Because this was formerly a horse property, its five acres of land are all pasture–which becomes hay, if not grazed. Oh, the hay! Call us crazy, but we chose to approach the issue with ancient methods the Vikings themselves might have used: we’ve learned to scythe, and by hand have cut, dried, and hauled to the barn  significant amounts of the land’s hay, which will provide bedding and feed for our animals over the winter. But because there was more hay than we could possibly deal with on our own, we also enlisted the aid of some prolific grazers. In early summer, we learned that the Oregon owner of a herd of Soay sheep, relatively few of which are found in this country, was selling off some of his herd–surely part of the Norns’ plan for our new lives. Soay sheep are, based on DNA testing, the oldest existing breed of domesticated sheep. They originated on the island of Soay off the coast of Scotland. The name Soay comes from the Vikings themselves–it’s derived from Old Norse words meaning “Island of Sheep.”  So we now have a small herd of five heritage sheep such as the Vikings themselves might have seen. They are fascinating, beautiful creatures, whom we greatly enjoy–they look more like small antelope than modern sheep–but they have added much work to our lives this year.

Pretty Girl, our largest (and presumably oldest) ewe, and the leader of our herd.

Our five acres of pasture were already divided into many smaller sections, suitable for rotational grazing. But the existing fencing was for horses, not sheep, and no gates remained anywhere–apparently they were sold off by the former owners (as were all appliances in the house) when they realized they were facing foreclosure. Being city folk, we had no idea how fast five sheep could eat down a small pasture. For some of the smaller sections, the answer proved to be less than a week. So this summer and fall have been a constant scramble to stay ahead of them, putting up fence and hanging gates. A few weeks ago, we moved the sheep across the property to a large pasture away from the barn, where they should have enough to graze on for several months, but where they’ll have no access to the barn, no shelter from the rain and snow. So I have had to build them a shelter (and there is still some work to be done on it). Most of these tasks–the fencing, the gates, the shed–are one-time efforts, as was the work building a poultry coop in the barn. But I naively did not anticipate how much writing time would be lost reclaiming this farm from its neglected state. And I was so naive to continue to think, as the months wore on, that, with all that Jeanette and I were undertaking, I could also finish writing book four, plus edit it–with the help of a volunteer editorial board of writers and readers–and finally format it for publication in e-book and print editions, all by the end of this year.

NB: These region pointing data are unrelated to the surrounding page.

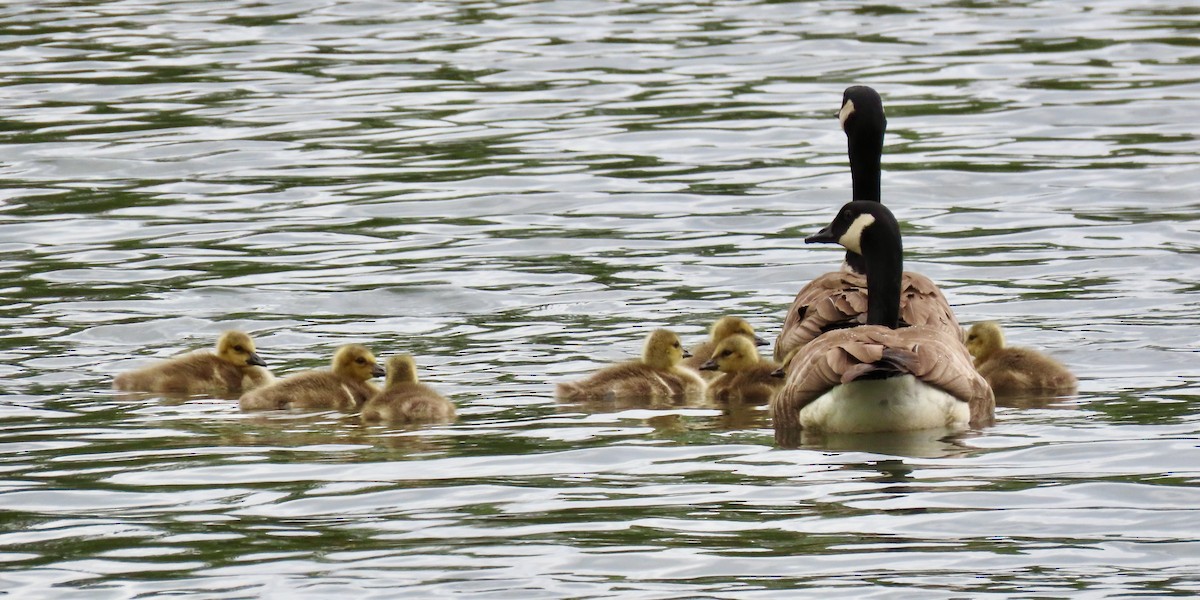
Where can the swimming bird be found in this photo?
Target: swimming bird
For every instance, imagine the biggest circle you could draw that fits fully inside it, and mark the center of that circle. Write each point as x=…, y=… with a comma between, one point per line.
x=1015, y=371
x=838, y=299
x=724, y=328
x=405, y=400
x=659, y=375
x=743, y=376
x=879, y=377
x=345, y=388
x=233, y=369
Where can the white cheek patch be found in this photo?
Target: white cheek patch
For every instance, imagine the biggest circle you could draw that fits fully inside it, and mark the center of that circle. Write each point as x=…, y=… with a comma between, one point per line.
x=846, y=111
x=852, y=239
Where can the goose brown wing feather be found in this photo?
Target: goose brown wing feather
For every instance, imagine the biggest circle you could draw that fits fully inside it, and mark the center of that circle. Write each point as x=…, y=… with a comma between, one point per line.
x=838, y=300
x=934, y=354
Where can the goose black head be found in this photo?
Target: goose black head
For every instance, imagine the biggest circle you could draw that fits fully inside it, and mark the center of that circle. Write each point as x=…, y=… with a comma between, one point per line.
x=869, y=229
x=862, y=117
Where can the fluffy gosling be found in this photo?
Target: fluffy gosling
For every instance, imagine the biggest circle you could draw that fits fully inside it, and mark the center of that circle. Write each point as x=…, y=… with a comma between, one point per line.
x=405, y=400
x=659, y=375
x=347, y=387
x=723, y=329
x=232, y=370
x=1015, y=371
x=743, y=376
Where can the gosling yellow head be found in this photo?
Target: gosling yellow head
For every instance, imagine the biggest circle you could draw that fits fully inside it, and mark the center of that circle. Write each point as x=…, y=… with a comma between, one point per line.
x=984, y=339
x=237, y=348
x=401, y=369
x=663, y=349
x=733, y=354
x=355, y=361
x=727, y=327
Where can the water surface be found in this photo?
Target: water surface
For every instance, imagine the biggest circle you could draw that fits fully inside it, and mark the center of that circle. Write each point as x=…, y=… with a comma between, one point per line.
x=516, y=192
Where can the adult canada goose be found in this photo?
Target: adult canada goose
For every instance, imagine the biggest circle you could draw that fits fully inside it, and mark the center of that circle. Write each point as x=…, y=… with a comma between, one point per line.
x=743, y=376
x=345, y=388
x=659, y=375
x=233, y=369
x=879, y=377
x=405, y=400
x=838, y=299
x=724, y=328
x=1015, y=371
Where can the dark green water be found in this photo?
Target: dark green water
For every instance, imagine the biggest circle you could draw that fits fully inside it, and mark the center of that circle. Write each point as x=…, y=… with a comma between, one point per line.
x=516, y=192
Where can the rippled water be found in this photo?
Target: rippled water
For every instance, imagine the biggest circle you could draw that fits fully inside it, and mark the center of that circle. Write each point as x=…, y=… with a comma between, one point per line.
x=516, y=192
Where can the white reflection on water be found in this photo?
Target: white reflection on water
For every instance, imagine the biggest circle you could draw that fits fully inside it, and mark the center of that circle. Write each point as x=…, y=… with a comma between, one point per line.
x=516, y=193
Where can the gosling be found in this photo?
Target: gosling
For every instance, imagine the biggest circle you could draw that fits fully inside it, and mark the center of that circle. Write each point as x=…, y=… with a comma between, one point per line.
x=405, y=400
x=232, y=370
x=723, y=329
x=1015, y=371
x=743, y=377
x=659, y=375
x=347, y=387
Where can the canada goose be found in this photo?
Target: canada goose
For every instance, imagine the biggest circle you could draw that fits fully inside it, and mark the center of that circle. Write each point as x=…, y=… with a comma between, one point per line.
x=1015, y=371
x=405, y=400
x=879, y=377
x=838, y=299
x=724, y=328
x=233, y=369
x=743, y=376
x=659, y=375
x=345, y=388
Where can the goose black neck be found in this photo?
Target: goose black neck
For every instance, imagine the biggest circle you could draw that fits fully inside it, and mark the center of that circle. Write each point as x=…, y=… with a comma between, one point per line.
x=865, y=150
x=883, y=253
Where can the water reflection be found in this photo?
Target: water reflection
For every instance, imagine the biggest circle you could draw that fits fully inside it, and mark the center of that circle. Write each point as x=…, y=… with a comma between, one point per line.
x=516, y=191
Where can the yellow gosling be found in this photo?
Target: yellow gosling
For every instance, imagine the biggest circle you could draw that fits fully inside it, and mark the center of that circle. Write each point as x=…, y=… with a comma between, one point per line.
x=723, y=329
x=232, y=370
x=1015, y=371
x=405, y=400
x=743, y=376
x=347, y=387
x=659, y=375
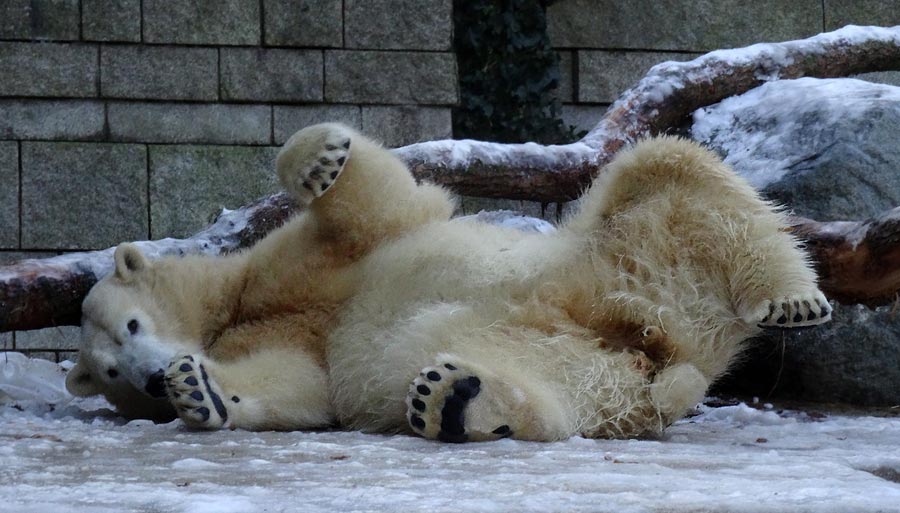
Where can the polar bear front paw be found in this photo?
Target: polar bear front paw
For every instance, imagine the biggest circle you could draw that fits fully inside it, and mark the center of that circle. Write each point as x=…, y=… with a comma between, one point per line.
x=792, y=311
x=451, y=404
x=310, y=177
x=196, y=397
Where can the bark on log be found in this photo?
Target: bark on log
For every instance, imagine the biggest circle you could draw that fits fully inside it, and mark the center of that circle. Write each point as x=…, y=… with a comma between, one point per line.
x=857, y=262
x=48, y=292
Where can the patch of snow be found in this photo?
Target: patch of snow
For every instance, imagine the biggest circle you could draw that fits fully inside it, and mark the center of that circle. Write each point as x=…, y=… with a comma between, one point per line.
x=81, y=457
x=757, y=129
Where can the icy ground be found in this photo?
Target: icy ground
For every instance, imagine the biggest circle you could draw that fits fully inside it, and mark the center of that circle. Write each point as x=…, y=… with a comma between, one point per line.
x=79, y=456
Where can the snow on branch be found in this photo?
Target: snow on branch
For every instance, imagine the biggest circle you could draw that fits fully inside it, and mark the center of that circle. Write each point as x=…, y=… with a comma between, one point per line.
x=668, y=94
x=41, y=293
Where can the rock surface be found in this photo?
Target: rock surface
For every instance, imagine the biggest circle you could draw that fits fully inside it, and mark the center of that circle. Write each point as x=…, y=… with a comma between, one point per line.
x=827, y=149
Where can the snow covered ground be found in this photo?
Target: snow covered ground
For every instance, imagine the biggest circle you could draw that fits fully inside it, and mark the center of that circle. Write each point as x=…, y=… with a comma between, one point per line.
x=79, y=456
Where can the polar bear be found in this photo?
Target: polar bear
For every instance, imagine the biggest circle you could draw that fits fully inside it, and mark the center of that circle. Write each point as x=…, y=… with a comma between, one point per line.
x=373, y=310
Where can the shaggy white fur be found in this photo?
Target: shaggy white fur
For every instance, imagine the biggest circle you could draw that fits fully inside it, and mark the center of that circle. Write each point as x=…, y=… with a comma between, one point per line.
x=374, y=310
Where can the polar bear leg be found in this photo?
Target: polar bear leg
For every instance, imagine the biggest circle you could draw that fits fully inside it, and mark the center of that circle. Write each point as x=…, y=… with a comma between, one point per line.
x=358, y=192
x=676, y=196
x=272, y=389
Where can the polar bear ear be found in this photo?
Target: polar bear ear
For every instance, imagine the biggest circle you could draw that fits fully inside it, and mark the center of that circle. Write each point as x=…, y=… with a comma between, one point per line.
x=129, y=261
x=80, y=383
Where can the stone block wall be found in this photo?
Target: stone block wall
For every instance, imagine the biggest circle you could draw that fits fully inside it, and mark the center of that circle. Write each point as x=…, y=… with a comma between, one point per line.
x=605, y=46
x=135, y=119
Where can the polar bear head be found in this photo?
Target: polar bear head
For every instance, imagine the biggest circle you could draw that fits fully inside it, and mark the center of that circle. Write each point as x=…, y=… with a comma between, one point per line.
x=130, y=331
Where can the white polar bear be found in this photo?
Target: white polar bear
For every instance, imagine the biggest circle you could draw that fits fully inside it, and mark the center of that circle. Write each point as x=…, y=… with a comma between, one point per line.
x=373, y=310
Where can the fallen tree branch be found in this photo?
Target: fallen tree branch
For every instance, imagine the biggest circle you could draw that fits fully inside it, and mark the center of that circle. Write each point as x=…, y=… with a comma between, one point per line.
x=48, y=292
x=856, y=262
x=42, y=293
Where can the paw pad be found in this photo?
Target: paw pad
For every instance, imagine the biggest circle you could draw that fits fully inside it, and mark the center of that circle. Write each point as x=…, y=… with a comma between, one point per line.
x=437, y=404
x=313, y=179
x=195, y=396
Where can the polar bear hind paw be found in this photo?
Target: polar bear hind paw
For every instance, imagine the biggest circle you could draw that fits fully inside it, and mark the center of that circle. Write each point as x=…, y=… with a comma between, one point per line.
x=443, y=404
x=196, y=397
x=313, y=178
x=793, y=311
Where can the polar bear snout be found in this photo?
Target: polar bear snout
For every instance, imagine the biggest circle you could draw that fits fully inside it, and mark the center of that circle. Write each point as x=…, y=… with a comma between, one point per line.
x=156, y=385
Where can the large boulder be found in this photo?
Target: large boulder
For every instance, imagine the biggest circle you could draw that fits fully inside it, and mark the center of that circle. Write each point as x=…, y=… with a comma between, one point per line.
x=829, y=150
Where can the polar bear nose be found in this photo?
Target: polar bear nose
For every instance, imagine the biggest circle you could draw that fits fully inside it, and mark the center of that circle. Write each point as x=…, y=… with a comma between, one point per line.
x=156, y=385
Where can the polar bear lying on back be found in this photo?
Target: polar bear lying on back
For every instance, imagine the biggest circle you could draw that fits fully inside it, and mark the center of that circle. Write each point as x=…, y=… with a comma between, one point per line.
x=371, y=309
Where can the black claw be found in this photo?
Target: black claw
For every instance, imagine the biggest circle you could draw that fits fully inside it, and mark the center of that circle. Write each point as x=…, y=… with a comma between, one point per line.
x=453, y=420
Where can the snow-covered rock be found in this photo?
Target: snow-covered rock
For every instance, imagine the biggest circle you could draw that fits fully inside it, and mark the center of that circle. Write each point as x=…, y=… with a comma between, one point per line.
x=829, y=150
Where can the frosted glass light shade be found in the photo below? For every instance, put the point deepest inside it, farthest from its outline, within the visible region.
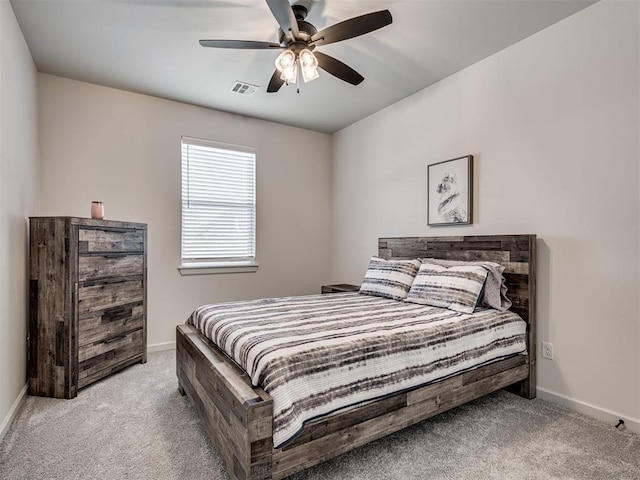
(308, 65)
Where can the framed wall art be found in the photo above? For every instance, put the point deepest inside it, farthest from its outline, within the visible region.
(450, 192)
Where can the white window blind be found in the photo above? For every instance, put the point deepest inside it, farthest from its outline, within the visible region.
(218, 202)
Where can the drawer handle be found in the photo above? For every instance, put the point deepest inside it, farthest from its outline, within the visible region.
(116, 313)
(113, 340)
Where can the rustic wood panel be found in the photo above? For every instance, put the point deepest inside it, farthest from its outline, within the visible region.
(109, 295)
(110, 323)
(94, 240)
(237, 418)
(246, 446)
(339, 288)
(92, 267)
(68, 292)
(51, 316)
(516, 252)
(288, 462)
(97, 356)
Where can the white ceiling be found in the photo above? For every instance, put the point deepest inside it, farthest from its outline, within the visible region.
(151, 47)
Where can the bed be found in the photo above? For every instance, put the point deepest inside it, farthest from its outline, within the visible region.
(239, 418)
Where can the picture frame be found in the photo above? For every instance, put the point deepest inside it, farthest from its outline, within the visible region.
(450, 192)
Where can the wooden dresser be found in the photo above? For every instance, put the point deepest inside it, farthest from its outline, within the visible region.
(87, 301)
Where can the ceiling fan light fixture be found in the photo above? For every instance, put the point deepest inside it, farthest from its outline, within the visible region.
(290, 74)
(285, 60)
(308, 65)
(287, 65)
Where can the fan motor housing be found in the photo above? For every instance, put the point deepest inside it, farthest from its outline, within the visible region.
(306, 32)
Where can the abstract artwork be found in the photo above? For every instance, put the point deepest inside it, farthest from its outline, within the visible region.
(450, 192)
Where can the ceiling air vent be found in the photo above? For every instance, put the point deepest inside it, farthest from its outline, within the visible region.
(245, 89)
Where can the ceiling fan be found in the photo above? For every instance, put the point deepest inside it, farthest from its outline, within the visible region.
(298, 39)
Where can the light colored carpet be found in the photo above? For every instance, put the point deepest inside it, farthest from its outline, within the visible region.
(135, 425)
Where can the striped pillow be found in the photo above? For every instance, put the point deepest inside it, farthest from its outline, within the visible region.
(456, 288)
(389, 278)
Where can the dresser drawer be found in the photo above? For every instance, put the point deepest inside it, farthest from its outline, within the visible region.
(110, 323)
(107, 295)
(95, 240)
(98, 356)
(91, 267)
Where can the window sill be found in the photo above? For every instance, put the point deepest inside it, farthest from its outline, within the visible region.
(217, 268)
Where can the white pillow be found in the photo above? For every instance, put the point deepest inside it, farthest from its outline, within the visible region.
(389, 278)
(456, 288)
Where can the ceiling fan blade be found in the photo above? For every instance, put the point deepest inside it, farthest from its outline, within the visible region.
(242, 44)
(338, 69)
(275, 83)
(283, 13)
(353, 27)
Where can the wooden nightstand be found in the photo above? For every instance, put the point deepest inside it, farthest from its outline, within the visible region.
(340, 288)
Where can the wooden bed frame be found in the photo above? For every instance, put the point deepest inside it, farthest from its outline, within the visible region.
(238, 417)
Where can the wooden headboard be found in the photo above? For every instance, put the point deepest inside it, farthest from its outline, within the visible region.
(516, 252)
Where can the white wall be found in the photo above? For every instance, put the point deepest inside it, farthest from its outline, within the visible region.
(18, 200)
(553, 123)
(123, 148)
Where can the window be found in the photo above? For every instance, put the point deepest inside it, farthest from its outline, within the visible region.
(218, 207)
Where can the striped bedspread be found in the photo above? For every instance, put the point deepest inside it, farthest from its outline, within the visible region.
(320, 353)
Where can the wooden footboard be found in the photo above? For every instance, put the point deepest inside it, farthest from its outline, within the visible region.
(238, 418)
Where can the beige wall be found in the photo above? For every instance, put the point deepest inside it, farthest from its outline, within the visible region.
(18, 200)
(553, 123)
(123, 148)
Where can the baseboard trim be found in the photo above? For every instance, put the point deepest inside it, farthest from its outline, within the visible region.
(8, 420)
(607, 416)
(161, 347)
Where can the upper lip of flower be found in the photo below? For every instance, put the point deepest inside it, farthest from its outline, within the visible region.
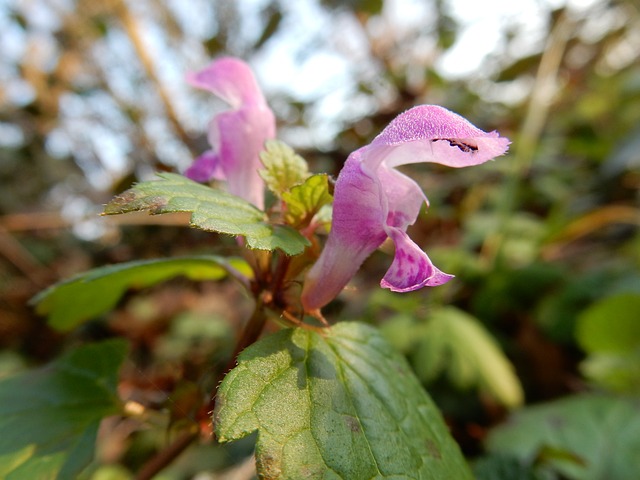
(373, 201)
(236, 136)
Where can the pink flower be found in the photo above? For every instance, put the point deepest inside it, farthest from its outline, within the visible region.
(373, 201)
(236, 136)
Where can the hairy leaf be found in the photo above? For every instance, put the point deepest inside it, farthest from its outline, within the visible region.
(93, 293)
(305, 201)
(283, 167)
(49, 417)
(211, 210)
(584, 437)
(337, 404)
(458, 343)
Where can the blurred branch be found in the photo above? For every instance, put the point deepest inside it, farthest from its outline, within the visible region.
(540, 102)
(20, 257)
(132, 29)
(166, 456)
(542, 94)
(21, 222)
(591, 222)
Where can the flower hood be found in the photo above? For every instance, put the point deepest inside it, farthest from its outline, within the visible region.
(373, 201)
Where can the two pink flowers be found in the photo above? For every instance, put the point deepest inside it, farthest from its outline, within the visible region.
(372, 200)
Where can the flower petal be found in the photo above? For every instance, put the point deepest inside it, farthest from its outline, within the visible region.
(411, 268)
(205, 167)
(237, 136)
(429, 133)
(373, 201)
(230, 79)
(357, 229)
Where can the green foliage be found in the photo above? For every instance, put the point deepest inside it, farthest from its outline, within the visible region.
(211, 210)
(284, 168)
(609, 331)
(446, 340)
(305, 201)
(584, 437)
(95, 292)
(50, 416)
(457, 343)
(336, 404)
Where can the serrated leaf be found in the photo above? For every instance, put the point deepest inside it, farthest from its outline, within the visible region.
(597, 434)
(211, 210)
(305, 201)
(458, 343)
(283, 168)
(49, 417)
(93, 293)
(338, 404)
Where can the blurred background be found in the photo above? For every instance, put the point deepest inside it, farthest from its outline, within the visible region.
(93, 98)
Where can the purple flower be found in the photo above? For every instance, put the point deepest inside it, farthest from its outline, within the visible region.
(373, 201)
(236, 136)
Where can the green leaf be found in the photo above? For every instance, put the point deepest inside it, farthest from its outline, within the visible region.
(305, 201)
(283, 167)
(611, 325)
(609, 331)
(458, 343)
(336, 404)
(49, 417)
(597, 435)
(211, 210)
(93, 293)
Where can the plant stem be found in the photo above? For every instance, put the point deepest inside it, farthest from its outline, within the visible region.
(166, 456)
(250, 334)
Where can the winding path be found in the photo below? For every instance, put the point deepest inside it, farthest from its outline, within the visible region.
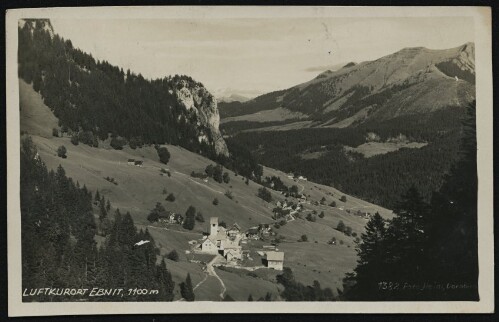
(211, 271)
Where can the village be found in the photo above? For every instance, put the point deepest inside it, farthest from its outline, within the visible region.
(231, 246)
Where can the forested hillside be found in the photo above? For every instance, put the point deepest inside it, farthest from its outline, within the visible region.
(429, 250)
(94, 99)
(379, 179)
(59, 246)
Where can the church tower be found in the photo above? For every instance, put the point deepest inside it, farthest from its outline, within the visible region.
(213, 226)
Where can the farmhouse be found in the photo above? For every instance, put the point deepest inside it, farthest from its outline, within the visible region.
(275, 260)
(234, 230)
(171, 218)
(223, 241)
(253, 233)
(209, 247)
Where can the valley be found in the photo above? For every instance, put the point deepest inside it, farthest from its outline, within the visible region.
(138, 189)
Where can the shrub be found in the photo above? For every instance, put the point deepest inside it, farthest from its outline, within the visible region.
(226, 177)
(173, 255)
(199, 217)
(74, 140)
(310, 217)
(341, 226)
(117, 143)
(228, 194)
(164, 154)
(264, 194)
(61, 152)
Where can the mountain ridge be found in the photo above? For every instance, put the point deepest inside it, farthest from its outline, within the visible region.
(370, 88)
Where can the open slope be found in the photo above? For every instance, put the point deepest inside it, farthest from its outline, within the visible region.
(139, 188)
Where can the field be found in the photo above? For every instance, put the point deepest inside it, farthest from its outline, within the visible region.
(370, 149)
(138, 189)
(277, 114)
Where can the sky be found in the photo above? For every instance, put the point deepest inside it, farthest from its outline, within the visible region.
(255, 56)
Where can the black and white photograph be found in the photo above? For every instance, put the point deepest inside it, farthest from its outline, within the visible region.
(170, 155)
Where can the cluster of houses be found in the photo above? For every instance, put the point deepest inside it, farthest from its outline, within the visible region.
(293, 176)
(137, 163)
(223, 241)
(286, 209)
(171, 218)
(226, 242)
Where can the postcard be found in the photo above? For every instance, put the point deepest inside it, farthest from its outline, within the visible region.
(172, 159)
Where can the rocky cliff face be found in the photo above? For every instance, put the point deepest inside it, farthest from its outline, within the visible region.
(194, 97)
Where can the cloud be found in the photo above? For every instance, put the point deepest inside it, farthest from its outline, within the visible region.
(324, 68)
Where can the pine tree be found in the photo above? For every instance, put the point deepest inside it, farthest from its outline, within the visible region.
(371, 261)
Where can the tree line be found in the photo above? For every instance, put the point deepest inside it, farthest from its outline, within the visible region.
(59, 248)
(95, 100)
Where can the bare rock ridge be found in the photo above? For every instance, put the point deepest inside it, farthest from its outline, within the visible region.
(203, 103)
(41, 24)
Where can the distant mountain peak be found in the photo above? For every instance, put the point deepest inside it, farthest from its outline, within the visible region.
(350, 64)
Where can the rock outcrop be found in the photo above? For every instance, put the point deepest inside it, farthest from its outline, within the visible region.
(195, 97)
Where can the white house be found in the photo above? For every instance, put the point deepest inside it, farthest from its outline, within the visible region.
(275, 260)
(209, 246)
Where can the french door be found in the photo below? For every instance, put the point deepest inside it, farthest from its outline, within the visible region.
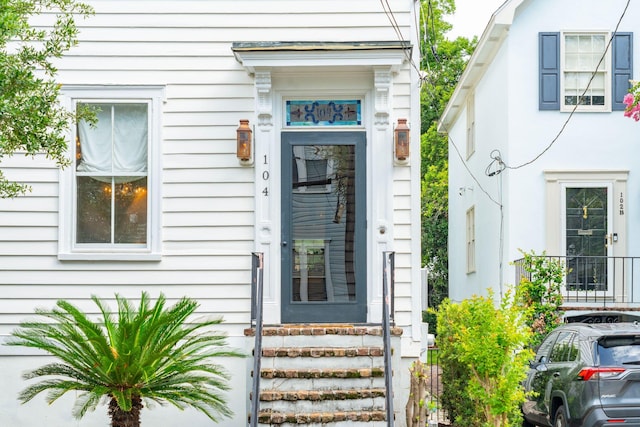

I know many of you have been waiting a long, long time for the next book in the series, and I apologize from the depths of my heart for failing to deliver it this year as promised. But for Jeanette and me, this has been, without question, the most amazing, wonderful year of our lives, an experience I could not have anticipated, and would not trade for anything. And living this close to nature, and–to the extent that we have–off of the land and our own labors, has helped bring me a closer understanding of how life was lived in an earlier, simpler time. It will enrich the details of Halfdan’s life and story, and has already changed and added to aspects of book four.

Western Oregon’s long winter of almost constant rains, punctuated by occasional snowfalls, has begun. I understand now that in my new life, the winters will be the season of writing, and in the spring, when the land awakens anew, my books will come forth. Look for book four of the Strongbow Saga in the spring of 2013.